Angered by the passage of a marriage equality bill by the Illinois Senate yesterday, Sen. McCarter put this on Facebook:
This is a rather pristine example of a rhetorical trope that crops up quite a bit in the marriage equality debate. The argument — which probably grows out of the persecution complex I talked about in the “beleaguered majority” post — is that same-sex marriage is not only wrong but an actual violation of the right of traditionalists to live in a world without same-sex marriage.
I can’t really refute the argument, because I literally can’t understand the premise. We can debate about whether particular policies are good for individuals or for society at large, but I can’t think of any reason to believe that anyone has a right for everyone else to abide by their beliefs, however sincerely held. What makes it even weirder is that people with orthodox religious beliefs already live in a world where their beliefs about marriage are flouted at every turn. The Roman Catholic Church, for example, has very strict views on divorce and remarriage, and millions of couples throughout the world are married in ways that utterly defy the Church’s teachings. And no one cares. I have never heard any observant Catholics claim that their rights are violated because the Protestants across the street are each on their second marriages.
I’ve talked on the vlog about how the marriage equality debate is shaped by the different “moral foundations” each side is consciously or unconsciously applying. Liberals tend to view the question through the moral lens of fairness and harm, concluding that opposite-sex couples have no reason to deny same-sex couples the right to marry.

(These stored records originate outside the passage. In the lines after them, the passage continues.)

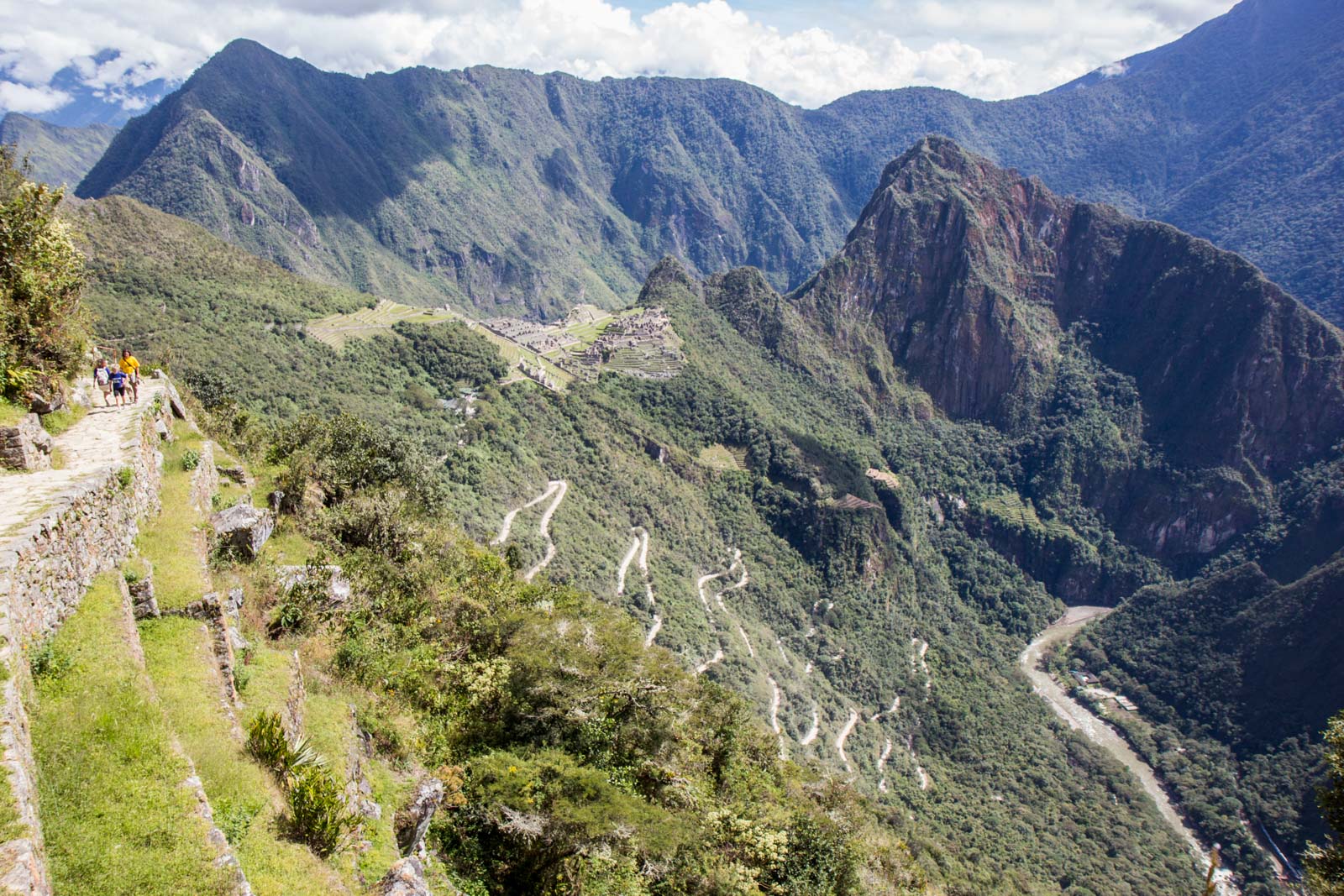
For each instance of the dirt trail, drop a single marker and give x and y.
(638, 553)
(89, 448)
(716, 658)
(844, 735)
(507, 527)
(1082, 720)
(918, 649)
(625, 563)
(882, 765)
(816, 727)
(555, 490)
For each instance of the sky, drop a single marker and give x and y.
(806, 53)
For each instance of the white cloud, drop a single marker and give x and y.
(990, 49)
(24, 98)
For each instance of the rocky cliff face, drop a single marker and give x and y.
(972, 277)
(499, 187)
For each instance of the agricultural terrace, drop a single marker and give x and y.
(636, 342)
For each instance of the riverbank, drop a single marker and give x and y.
(1082, 720)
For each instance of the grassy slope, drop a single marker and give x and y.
(595, 439)
(58, 155)
(181, 665)
(114, 813)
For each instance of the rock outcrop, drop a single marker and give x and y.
(244, 528)
(968, 277)
(413, 820)
(45, 569)
(26, 446)
(407, 878)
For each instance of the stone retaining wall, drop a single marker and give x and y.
(45, 571)
(205, 479)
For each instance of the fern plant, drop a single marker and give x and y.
(318, 810)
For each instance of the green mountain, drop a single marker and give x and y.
(57, 155)
(991, 291)
(858, 501)
(508, 190)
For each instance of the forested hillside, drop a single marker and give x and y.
(503, 188)
(58, 156)
(808, 500)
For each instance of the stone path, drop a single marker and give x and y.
(87, 449)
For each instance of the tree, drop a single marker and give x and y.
(44, 331)
(1326, 866)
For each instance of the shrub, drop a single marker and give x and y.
(268, 745)
(49, 663)
(318, 810)
(234, 820)
(266, 741)
(44, 328)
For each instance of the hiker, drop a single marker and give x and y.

Traditionalists approach the question as one of sanctity or purity, believing (in this one narrow instance) that altering the definition of marriage harms the institution itself.
I think claims of “discrimination” such as the one Sen. McCarter is making are a result of traditionalists trying to translate their ideas about sanctity into the moral language of harm or unfairness. But to do so they have to assume an individual right to have the world conform to one’s notions of propriety. They also have to portray traditionalists as fairly delicate creatures, who experience the sinful lives of others as a form of psychic pain. I don’t find the argument particularly persuasive in any form, but the more fundamental problem is that this argument precludes any form of pluralism.
Oliver Wendell Holmes famously said “my right to swing my fist ends where the other man’s nose begins.” This is a colorful but accurate summary of what is called the harm principle, the idea that individual rights must be limited to the extent that they interfere with the rights of others. It can be complicated in practice, since my “nose” may be something quite intangible, like privacy or equal access to an education, but the core principle is essential to liberal democracy. But if one of my “rights” is to have everyone live the way I want, the principle self-destructs. We can’t all live in a world where everyone conforms to our preferences. Our preferences differ. I’m sure many vegetarians are horrified by the very idea of people eating meat, but it does not follow that a failure to ban hamburgers is a violation of their rights.
I don’t want to create a false equivalence, but I detect faint traces of the same intellectual error creeping into my side of the marriage equality debate. I believe we can make a lot of progress in educating and persuading people to be more supportive of same-sex relationships, but I don’t think I have the right to live in a world where no one disapproves of me. The articulation of hateful opinions about homosexuality, without some sort of harmful overt action, is not a violation of anyone’s rights. Those opinions create very real emotional distress – I have felt it myself, sometimes very acutely – but it is not the kind of harm that the government can or should redress.
We are living through a rapid and long-overdue shift in social norms with respect to gay and lesbian relationships. It now seems clear that this shift is going to be played out across virtually every aspect of our society, with each side feeling a sense of grievance at the failure of others to honor their deepest beliefs. My best advice to everyone is to grow up. One of the obligations of living in a pluralistic society is to navigate clashes between fervently held principles that each side regards as self-evident, if not written into the very fabric of the cosmos. Some degree of intellectual humility and a genuine effort to understand other points of view might go a long way.